Stay at least 150 metres from other boaters, docks, pilings, moored boats. In smaller bodies of water, which are often more highly populated with boats, swimmers and other obstacles, reduce clearance to about 60 metres.


Collecting downed skiers or wakeboarders should be done by approaching them downwind on the helm side of the craft offering the skipper the best possible sight during the collection. If you approach the skier upwind there is a chance the boat can drift into or over the skier in the water.


Ballast includes the weight of your crew and adding extra ballast in excess of the maximum weight designated by the capacity plate could spell disaster or a boat that handles very poorly.


It is never a good idea to leave the engines running when in close proximity to a downed skier. Turn the engines off when picking up or deploying tubers, skiers and wakeboarders.


Yes, we know that it can be fun to get Uncle Sidney to do a face-plant on the water when you jam the throttle forward but it’s dangerous and every year there are numerous accidents that occur because of this type of behaviour.

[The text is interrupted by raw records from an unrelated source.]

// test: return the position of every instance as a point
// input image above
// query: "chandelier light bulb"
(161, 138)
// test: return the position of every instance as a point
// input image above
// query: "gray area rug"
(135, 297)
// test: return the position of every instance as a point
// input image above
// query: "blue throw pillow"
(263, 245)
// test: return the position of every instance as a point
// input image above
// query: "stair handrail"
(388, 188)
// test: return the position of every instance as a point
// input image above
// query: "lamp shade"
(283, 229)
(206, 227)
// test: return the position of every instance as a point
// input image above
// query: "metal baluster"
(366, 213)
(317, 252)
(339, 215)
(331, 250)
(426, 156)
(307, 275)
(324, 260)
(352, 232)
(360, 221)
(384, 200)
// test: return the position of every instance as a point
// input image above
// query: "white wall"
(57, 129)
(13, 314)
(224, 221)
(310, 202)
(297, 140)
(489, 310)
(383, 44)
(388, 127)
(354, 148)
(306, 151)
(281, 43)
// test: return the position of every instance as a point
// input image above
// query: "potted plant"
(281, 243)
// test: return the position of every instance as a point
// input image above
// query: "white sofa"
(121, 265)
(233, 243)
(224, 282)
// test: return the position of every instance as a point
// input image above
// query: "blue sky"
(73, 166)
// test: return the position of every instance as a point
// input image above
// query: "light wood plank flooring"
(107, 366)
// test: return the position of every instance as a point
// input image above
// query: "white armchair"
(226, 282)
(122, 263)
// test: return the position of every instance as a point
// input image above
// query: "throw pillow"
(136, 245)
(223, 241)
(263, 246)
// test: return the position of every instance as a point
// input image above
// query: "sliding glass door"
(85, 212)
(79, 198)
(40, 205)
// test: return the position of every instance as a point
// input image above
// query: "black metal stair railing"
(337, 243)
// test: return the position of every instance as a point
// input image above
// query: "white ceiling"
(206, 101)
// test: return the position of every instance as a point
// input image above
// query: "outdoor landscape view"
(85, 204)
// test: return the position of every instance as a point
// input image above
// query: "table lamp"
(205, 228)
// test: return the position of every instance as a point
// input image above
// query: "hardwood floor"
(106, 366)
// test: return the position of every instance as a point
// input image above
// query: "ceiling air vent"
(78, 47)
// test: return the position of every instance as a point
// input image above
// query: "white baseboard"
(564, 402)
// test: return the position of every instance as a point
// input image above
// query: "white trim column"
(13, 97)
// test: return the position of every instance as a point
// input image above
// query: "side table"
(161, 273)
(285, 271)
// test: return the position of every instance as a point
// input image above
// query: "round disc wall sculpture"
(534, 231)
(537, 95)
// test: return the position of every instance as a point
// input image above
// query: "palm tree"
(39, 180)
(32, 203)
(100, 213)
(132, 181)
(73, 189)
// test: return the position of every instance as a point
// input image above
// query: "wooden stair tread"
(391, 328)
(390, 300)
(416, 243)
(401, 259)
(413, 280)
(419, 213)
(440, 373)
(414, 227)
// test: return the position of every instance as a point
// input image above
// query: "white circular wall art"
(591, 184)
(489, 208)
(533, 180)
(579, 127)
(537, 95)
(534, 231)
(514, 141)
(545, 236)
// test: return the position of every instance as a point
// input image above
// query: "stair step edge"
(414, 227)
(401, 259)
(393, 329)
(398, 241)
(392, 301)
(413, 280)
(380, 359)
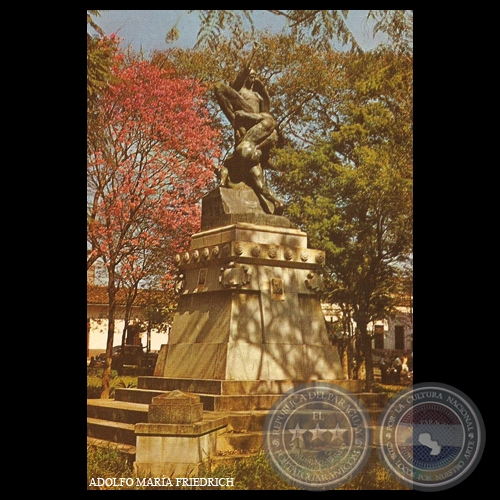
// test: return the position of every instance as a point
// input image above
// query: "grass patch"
(94, 382)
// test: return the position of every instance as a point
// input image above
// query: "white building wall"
(99, 334)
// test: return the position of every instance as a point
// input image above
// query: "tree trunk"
(109, 344)
(368, 357)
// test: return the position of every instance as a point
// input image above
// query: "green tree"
(345, 158)
(319, 27)
(352, 191)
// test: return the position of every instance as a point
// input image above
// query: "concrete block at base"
(176, 450)
(175, 407)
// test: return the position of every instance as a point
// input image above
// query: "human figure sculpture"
(246, 104)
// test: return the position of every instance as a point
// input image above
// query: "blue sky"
(146, 29)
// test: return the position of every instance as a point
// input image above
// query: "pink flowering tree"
(151, 155)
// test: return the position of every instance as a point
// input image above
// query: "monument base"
(249, 309)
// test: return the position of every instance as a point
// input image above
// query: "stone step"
(233, 387)
(127, 450)
(242, 442)
(230, 403)
(127, 412)
(117, 432)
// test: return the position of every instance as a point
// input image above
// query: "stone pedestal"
(177, 440)
(249, 306)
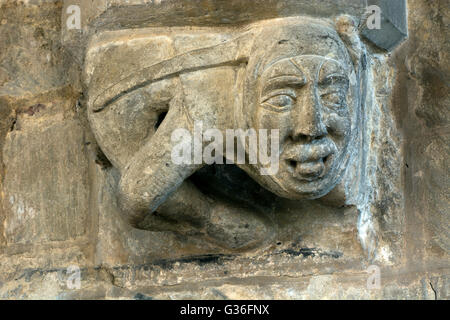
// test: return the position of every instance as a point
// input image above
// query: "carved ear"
(347, 29)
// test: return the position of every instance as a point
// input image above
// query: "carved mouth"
(308, 170)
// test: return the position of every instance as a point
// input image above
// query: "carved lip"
(309, 162)
(308, 171)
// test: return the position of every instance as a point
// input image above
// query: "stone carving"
(301, 76)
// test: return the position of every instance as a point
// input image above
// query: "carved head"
(301, 80)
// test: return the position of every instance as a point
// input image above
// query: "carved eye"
(279, 102)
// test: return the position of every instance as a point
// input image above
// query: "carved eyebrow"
(281, 82)
(334, 78)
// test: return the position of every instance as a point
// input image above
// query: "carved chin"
(309, 180)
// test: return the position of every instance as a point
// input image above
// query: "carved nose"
(308, 122)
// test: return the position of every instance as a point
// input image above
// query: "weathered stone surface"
(79, 107)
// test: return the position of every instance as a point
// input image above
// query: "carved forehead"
(303, 66)
(296, 38)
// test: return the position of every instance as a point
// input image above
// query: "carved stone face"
(306, 92)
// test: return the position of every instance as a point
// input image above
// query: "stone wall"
(58, 183)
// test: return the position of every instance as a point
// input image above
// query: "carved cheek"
(275, 120)
(338, 125)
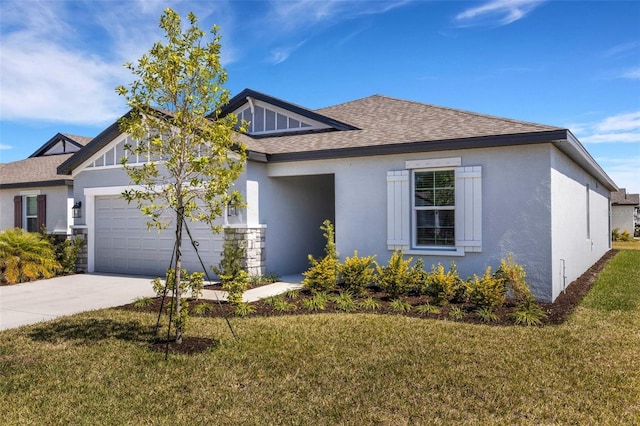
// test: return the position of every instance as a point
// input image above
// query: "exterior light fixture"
(231, 209)
(77, 210)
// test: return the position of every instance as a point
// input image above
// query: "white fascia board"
(577, 152)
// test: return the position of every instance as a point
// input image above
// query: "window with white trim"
(435, 206)
(31, 213)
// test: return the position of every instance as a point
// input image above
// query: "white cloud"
(61, 61)
(620, 128)
(281, 54)
(497, 13)
(291, 15)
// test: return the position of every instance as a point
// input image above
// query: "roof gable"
(61, 143)
(269, 116)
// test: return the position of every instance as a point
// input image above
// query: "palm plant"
(26, 256)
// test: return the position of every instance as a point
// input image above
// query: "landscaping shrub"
(529, 313)
(356, 273)
(625, 236)
(26, 256)
(443, 286)
(398, 277)
(322, 276)
(233, 278)
(66, 250)
(514, 278)
(486, 292)
(344, 302)
(615, 234)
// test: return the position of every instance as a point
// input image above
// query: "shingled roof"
(381, 121)
(621, 198)
(40, 169)
(34, 171)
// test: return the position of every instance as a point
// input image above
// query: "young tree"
(192, 155)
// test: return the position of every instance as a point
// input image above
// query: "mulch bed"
(557, 312)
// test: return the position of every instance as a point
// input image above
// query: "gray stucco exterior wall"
(516, 216)
(580, 221)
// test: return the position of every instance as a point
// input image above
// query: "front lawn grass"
(97, 368)
(627, 245)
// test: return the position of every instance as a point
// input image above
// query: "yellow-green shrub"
(443, 286)
(356, 273)
(25, 256)
(485, 292)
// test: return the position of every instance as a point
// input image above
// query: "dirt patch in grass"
(557, 312)
(190, 345)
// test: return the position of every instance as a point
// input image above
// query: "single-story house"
(33, 194)
(625, 210)
(440, 184)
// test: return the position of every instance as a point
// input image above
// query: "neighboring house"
(441, 184)
(624, 211)
(33, 194)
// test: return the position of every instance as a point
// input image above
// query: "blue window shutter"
(398, 206)
(469, 208)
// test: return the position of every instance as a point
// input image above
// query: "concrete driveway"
(43, 300)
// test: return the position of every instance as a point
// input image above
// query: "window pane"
(32, 206)
(433, 189)
(435, 227)
(258, 125)
(120, 152)
(32, 224)
(270, 120)
(282, 122)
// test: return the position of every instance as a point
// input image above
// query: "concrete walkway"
(285, 284)
(43, 300)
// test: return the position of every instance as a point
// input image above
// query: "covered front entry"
(293, 209)
(124, 245)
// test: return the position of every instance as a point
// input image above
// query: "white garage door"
(125, 246)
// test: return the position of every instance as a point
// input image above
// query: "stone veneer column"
(82, 262)
(253, 239)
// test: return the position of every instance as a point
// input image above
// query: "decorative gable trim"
(59, 144)
(242, 99)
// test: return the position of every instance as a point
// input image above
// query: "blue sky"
(574, 64)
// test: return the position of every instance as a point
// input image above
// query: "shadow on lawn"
(91, 330)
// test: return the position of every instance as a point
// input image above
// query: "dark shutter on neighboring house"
(17, 211)
(42, 211)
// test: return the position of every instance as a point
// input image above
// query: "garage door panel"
(125, 245)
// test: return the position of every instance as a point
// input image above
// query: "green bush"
(356, 273)
(26, 256)
(486, 292)
(398, 277)
(65, 249)
(615, 234)
(427, 308)
(443, 286)
(322, 276)
(369, 304)
(400, 305)
(344, 302)
(528, 313)
(316, 303)
(514, 278)
(233, 278)
(625, 236)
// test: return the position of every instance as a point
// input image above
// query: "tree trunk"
(179, 221)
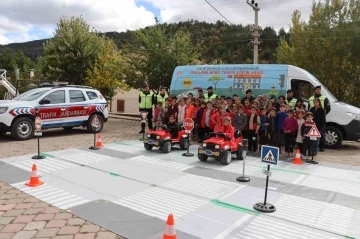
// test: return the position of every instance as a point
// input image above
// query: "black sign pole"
(244, 145)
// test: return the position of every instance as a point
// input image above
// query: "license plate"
(208, 152)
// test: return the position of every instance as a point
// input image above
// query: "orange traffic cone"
(170, 228)
(34, 178)
(98, 142)
(297, 159)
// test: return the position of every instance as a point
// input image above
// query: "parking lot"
(116, 130)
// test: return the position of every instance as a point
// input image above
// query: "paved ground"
(23, 217)
(130, 191)
(122, 130)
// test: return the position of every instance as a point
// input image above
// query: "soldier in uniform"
(146, 102)
(325, 104)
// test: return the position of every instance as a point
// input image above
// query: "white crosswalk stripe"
(234, 167)
(330, 217)
(264, 227)
(45, 165)
(202, 186)
(86, 158)
(157, 202)
(52, 195)
(125, 148)
(161, 162)
(334, 185)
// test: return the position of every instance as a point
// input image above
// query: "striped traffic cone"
(99, 142)
(169, 232)
(297, 159)
(34, 179)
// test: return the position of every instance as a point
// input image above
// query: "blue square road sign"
(269, 154)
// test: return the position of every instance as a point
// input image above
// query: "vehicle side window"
(56, 97)
(92, 95)
(76, 96)
(302, 89)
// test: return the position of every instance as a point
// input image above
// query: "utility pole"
(255, 29)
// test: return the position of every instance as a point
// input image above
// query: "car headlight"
(351, 115)
(3, 109)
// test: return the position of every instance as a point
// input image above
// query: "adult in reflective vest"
(162, 96)
(210, 94)
(146, 102)
(290, 100)
(325, 104)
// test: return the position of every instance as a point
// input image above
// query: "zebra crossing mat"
(131, 191)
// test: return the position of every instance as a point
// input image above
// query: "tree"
(107, 74)
(71, 52)
(215, 79)
(327, 46)
(154, 55)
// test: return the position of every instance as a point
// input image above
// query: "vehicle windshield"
(31, 95)
(329, 95)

• Have an observer on the boat.
• Make sure the observer and skier know the hand signals to communicate properly.
• Skiers, tubers and wakeboarders should wear approved PFDs.
• Boaters should familiarise themselves with the particular hazards found at the body of water they are using.
• Never tow at night.
• Never start the motor when anyone is near the propeller.
• Make sure the skier or tuber is a safe distance from the shoreline.
• Be vigilant for other boats.
• Always respond to the hand signals from the skier.
• Any other boat movements need to be conveyed via the spotter on the boat to the skier to alert him of these changes.